20th anniversary of 9-11 attacks: US pays tribute, Joe Biden’s encouraging video message to citizens

9-11 attacks: “We commemorate the 2,977 lives we lost and honor those who risked and gave their lives. As we saw in the days that followed, unity is our greatest strength”, Prez Joe Biden said in the video message.

New Delhi: A video message was released by US President Joe Biden on the eve of the 20th anniversary of the 9-11 attacks, in which he said unity is “our greatest strength”.

“For me, that is the central lesson of September 11. It is to our most vulnerable, in the push and pull of all that makes us human, in the battle for America’s soul, unity is our greatest strength, ”Biden said in a six-minute message.

“Unity doesn’t mean we have to believe the same, but we have to have fundamental respect and faith in each other and in this nation,” Biden says in his video.

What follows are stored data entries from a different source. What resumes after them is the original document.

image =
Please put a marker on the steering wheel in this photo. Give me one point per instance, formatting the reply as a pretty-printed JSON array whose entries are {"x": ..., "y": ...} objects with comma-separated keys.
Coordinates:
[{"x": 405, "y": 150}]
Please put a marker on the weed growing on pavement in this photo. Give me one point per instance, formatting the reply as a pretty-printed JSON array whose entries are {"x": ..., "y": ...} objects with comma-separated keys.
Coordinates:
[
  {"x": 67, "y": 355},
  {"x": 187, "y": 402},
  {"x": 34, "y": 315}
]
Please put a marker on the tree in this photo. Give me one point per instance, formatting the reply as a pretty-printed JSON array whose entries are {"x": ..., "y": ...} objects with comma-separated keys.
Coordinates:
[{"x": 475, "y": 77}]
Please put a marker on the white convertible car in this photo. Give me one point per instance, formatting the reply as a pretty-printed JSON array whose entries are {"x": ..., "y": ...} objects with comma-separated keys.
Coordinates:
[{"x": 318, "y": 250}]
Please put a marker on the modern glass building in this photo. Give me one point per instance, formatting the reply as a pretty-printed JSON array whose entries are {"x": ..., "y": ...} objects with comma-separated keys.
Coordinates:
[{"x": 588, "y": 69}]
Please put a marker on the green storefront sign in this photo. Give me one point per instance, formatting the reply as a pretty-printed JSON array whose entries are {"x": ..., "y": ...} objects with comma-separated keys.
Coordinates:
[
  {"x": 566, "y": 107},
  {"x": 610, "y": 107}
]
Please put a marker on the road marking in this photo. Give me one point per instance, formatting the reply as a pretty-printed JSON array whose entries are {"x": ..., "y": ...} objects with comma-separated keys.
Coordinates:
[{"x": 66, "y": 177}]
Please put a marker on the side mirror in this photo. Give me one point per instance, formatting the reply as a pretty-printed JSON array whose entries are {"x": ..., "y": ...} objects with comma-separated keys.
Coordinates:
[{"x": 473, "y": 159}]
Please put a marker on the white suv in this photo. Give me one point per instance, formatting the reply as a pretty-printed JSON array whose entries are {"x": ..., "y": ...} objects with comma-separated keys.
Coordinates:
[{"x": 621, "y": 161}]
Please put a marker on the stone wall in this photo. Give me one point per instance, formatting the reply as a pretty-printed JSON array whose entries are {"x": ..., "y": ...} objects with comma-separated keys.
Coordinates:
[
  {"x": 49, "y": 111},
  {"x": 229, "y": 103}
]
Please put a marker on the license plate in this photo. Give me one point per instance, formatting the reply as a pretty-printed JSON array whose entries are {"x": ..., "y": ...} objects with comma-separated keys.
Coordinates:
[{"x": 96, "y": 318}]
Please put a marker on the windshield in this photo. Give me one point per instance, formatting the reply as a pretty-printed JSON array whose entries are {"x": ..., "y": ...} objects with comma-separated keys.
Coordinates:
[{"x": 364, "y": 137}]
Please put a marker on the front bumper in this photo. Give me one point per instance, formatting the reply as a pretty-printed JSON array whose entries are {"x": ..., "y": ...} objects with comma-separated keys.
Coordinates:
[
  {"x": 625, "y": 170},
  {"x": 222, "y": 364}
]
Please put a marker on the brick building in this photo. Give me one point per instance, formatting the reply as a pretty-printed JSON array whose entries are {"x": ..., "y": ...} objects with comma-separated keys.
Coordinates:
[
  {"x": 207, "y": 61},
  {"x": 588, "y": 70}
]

President Joe Biden and First Lady Jill Biden will stop at each of the sites of the attacks on Saturday to “honor and commemorate the lives lost,” the White House said according to an AFP report.

On September 11, 2001, an airliner crashed into one of the two 110-storey World Trade Center towers in New York’s Lower Manhattan business district. Before people could get over the shock, another fuel-laden plane flew into the other tower. Soon the Twin Towers collapsed, killing scores of people and injuring scores of people.

Followed by the Pentagon attack, when an airliner entered the superpower’s military nerve center side, killing 184 people on the plane and on the ground.

That was not all, another plane crashed into a field in Shanksville, Pa. After passengers retaliated, sending United 93 back before reaching its target, likely the United States Capitol in Washington.

Commemorations will take place on Saturday at each of the three sites where 19 Al Qaeda hijackers, mostly from Saudi Arabia, crashed crowded airliners.

According to an AFP report, at Ground Zero in New York, relatives will read the names of the nearly 3,000 people killed, during a four-hour service starting at 8:30 am (12:30 pm GMT). Six moments of silence will be observed, corresponding to the times when the two World Trade Center towers were struck and fallen, and the times when the Pentagon was attacked and Flight 93 crashed.

But the hasty withdrawal of US troops from Afghanistan seems to overshadow a sense of closure. Biden has been criticized for his handling of the withdrawal and the fight to contain the COVID-19 pandemic, is not expected to speak in public at the ceremonies, AFP reported.